Lily terkejut bukan main, bagaimana mungkin kartu hitam itu tidak berlaku? "Coba periksa lagi! Mana mungkin diblokir, kartu hitam ini punya Tuan Kedua keluarga Salim, ya!"
Manajer Restoran itu tertawa sinis. 'Cuih! Lalu, kenapa kalau punya Tuan Kedua keluarga Salim?'
Manajer Restoran langsung memanggil satpam, menyeret Lily, kemudian memaksanya berdiri di hadapan Nadira.
"Anda sudah menyinggung pelanggan terhormat kami! Cepat berlutut dan minta maaf! Kalau nggak, kami akan melaporkan Anda ke polisi!" bentak Manajer.
Lily melihat Nadira dengan tatapan tidak percaya. 'Yang benar saja! Nadira sama si Preman itu sungguh pelanggan terhormat di sini?'
'Ini mustahil!'
Mata Lily melotot tidak percaya, wajahnya seketika memucat.
Saat ini, Lily tidak punya uang tunai sebanyak itu. Segala keberanian yang dia punya untuk menginjak Nadira hanya mengandalkan kartu Sabrina.
"Masih nggak mau berlutut?" Melihat tatapan tajam pelanggan terhormat itu, Manajer makin mendesak Lily.
Sementara itu, Lily hanya bisa terus berlutut dan menahan malu.

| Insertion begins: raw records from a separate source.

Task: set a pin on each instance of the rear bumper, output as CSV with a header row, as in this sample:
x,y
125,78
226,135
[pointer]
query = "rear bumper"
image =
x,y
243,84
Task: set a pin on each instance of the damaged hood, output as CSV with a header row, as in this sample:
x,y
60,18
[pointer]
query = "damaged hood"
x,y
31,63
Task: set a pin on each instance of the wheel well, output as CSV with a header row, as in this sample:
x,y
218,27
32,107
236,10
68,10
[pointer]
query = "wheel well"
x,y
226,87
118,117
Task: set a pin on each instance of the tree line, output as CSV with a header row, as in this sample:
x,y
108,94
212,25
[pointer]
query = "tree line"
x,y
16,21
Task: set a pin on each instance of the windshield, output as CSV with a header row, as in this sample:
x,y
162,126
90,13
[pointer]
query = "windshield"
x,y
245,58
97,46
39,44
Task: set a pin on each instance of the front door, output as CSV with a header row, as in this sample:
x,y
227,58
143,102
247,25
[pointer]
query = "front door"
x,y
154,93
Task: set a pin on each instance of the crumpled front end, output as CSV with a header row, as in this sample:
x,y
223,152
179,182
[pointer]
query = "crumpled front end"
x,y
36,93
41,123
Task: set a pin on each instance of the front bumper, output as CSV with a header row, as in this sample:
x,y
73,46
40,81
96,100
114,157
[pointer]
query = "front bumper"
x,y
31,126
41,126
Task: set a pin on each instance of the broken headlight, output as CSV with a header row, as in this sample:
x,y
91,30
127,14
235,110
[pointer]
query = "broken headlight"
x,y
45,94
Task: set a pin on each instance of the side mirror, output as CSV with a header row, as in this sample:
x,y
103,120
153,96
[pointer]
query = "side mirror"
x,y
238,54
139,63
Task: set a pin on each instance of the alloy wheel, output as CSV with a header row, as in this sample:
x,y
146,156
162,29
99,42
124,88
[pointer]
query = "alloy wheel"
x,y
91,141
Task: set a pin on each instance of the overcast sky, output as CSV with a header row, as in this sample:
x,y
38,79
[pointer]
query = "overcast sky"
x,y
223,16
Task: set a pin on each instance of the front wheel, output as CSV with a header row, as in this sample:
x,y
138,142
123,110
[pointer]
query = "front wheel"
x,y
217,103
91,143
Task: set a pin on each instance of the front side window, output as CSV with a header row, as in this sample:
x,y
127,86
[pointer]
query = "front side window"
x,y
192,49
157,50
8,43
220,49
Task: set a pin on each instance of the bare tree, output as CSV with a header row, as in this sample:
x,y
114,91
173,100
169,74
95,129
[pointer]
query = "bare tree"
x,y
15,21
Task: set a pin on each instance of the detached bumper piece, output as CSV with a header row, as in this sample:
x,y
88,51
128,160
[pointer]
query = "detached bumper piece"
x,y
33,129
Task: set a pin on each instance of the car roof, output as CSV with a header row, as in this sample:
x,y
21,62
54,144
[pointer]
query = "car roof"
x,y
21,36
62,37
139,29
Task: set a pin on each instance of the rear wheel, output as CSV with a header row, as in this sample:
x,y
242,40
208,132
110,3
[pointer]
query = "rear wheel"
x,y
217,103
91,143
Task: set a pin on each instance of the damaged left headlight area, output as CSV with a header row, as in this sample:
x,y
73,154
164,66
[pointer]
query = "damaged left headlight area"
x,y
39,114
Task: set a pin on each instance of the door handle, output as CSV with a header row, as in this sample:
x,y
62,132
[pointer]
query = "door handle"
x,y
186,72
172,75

L pun hanya melirik Lily dengan malas. Sambil memasang ekspresi dingin, dia berkata pada Nadira. "Berikan ponselmu padaku."
Nadira sekali lagi terkejut dengan perubahan perilaku pria itu yang terlalu cepat. Namun, menyadari ini hanya bagian dari trik L, dia pun memberi ponsel padanya.
L mengambil ponsel itu, membuka WhatsApp, dan mengirim sebuah foto Lily tengah berlutut ke grup alumni yang sedari tadi berbunyi menunggu laporan panas terkini.
Awalnya, semua orang di grup menunggu siaran langsung dari Lily untuk mempermalukan Nadira.
Namun, berbeda dengan apa yang diharapkan, justru foto Lily sendiri yang hadir dalam posisi berlutut di depan meja Nadira! Bahkan, foto itu hanya metampakkan setengah badan Nadira yang duduk di tempatnya!
Parahnya lagi, foto itu dikirim atas nama Nadira!
Suasana grup seketika berubah tegang.
Nadira refleks melirik L. Seharusnya, pria ini mendengar ponselnya yang tidak berhenti berbunyi.
Ekspresi pria itu tampak tajam, matanya berbinar dengan kesan angkuh. Siapa pun yang melihatnya bisa menyadari aura intimidasi yang terpancar, kecuali Lily, yang bodohnya malah menilai pria itu sebagai preman.
Nadira mengangkat alisnya sambil menahan tawa dan mengetik, "Ternyata asyik juga. Makan sambil ditemani pemandangan orang berlutut padamu."
Sedari tadi, Nadira tidak menggubris isi obrolan dalam grup. Dia pun mengabaikan obrolan para tuan muda dalam grup yang ramai-ramai mengajukan "tawaran" atas dirinya.
Namun, begitu pesan itu dikirim, suasana hening nan canggung seketika menyelimuti seisi grup.
Saat itu juga, L melirik Lily dan bertanya, "Mana permintaan maafmu?"
Dengan tangan gemetar, Lily membuka percakapan di grup alumni. Matanya membelalak ketika melihat foto dirinya tersebar luas, tampak berlutut dengan wajah hina. Setiap detail di gambar itu serasa menampar harga dirinya tanpa ampun. Lily tahu, satu langkah salah bisa menjerat dirinya di bawah payung hukum. Mengabaikan rasa malu yang membakar, dia memaksa kedua tangannya yang bergetar untuk mengetik, "Nadira, maafkan aku."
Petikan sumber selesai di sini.